= Jose E. Marco =

Filipino forger

Jose E. Marco (died 1963) was a Filipino writer and forger who created some of the most infamous hoaxes and forgeries relating to Philippine history, producing artifacts purported to have come from the pre-colonial and Spanish eras such as the Code of Kalantiaw, touted as the first law code in the Philippines, and La Loba Negra, a novel supposedly written by Filipino proto-nationalist priest Jose Burgos which became part of the country's educational curriculum for decades.

==Life==
Little is known about Marco's personal life apart from that he came from Pontevedra, Negros Occidental.

==Works==
Marco first began producing his forgeries in 1911, when he wrote a letter to National Library of the Philippines director James Alexander Robertson claiming that he was in possession of three precolonial bark manuscripts that he discovered in 1888. He later claimed he acquired these manuscripts from a mountaineer named Ygo Syka for 18 pesos and exchanged them for rare books being disposed of by the National Library in 1912.

Robertson, best known for co-compiling the 55-volume collection of Philippine historical documents titled The Philippine Islands, 1493–1898, attested that the artefacts were authentic.
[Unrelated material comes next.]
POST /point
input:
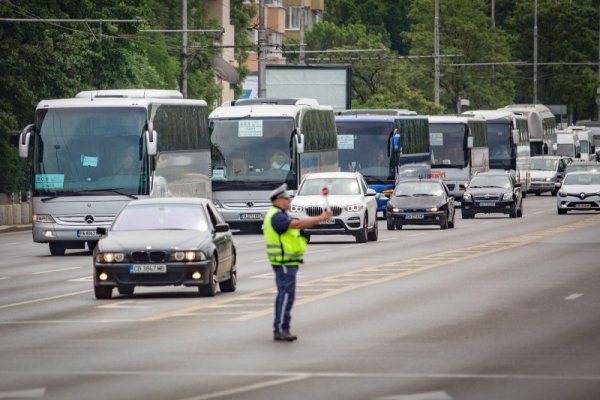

The manuscripts were displayed in the National Library and were believed to have been destroyed during the Battle of Manila in 1945.

In 1913, Marco produced his most famous "work", the Code of Kalantiaw, allegedly a pre-colonial legal code written in 1433 by Datu Kalantiaw, a chieftain from Panay. His work led to the renaming of buildings, places and even the flagship of the Philippine Navy after Kalantiaw, who was deemed the "First Filipino Lawgiver", as well as the creation of a civil decoration for the Philippine judiciary in Kalantiaw's honor.

Marco subsequently produced another work on the origins of the Philippines and Philippine folklore titled Philippine Folklore in 1940, providing etymologies of place-names, mythologies behind native plants, and other legends and folktales. He also created a manuscript that claimed to provide evidence of Filipino participation in the creation of the Cadiz Constitution in 1812 and an extended account of the Magellan expedition in Cebu.

After the Second World War, Marco continued to come up with precolonial artefacts and writings by Filipino national heroes. Among these was La Loba Negra (The Black She-wolf), a novel purportedly written by Filipino proto-nationalist priest Jose Burgos, who was executed by the Spanish for purported involvement in the Cavite Mutiny in 1872, and was among 45 supposed works by Burgos that he claimed to have discovered in the 1960s. La Loba Negra was subsequently turned into a play by Virginia Moreno in 1969 titled The Onyx Wolf and an opera by Francisco Feliciano with libretto by Fides Cuyugan-Asensio in 1984.

==Exposure==
Around the 1960s, bibliographer Mauro Garcia, who was an initial believer and collector of Marco's discoveries, gradually became suspicious of their provenance. He discussed his suspicions with American historian and long-time Philippine researcher William Henry Scott, who then formally denounced Marco in his 1969 work Prehispanic source materials for the study of Philippine history. Further denunciations were made by Jesuit scholars Miguel Bernad and John Schumacher, which prevented the further publication of Burgos' supposed manuscripts.

==Aftermath==
The unmasking of Marco's hoaxes led to a gradual decline in attention to his works, with the National Historical Institute ordering the withdrawal of official recognition of the Code of Kalantiaw in 2004. Historian and former NHI Chair Ambeth Ocampo compared the dissemination and usage of Marco's works in historical research to stumbling upon "land mines". Nevertheless, some Filipino history textbooks continue to present it as historical fact.

==In popular culture==
Marco's life is the subject of Rene Villanueva's play Kalantiaw: Ang Kagila-gilalas na Kasinungalingan Tungkol sa Isang Kayumangging Bayan (Kalantiaw: The Amazing Lies about a Brown Nation), which won first prize at the Palanca Awards in 1994.

Marco was portrayed by Joel Lamangan in Floy Quintos's play Fake which was presented by the UP Playwrights’ Theater and directed by Tony Mabesa in 2011.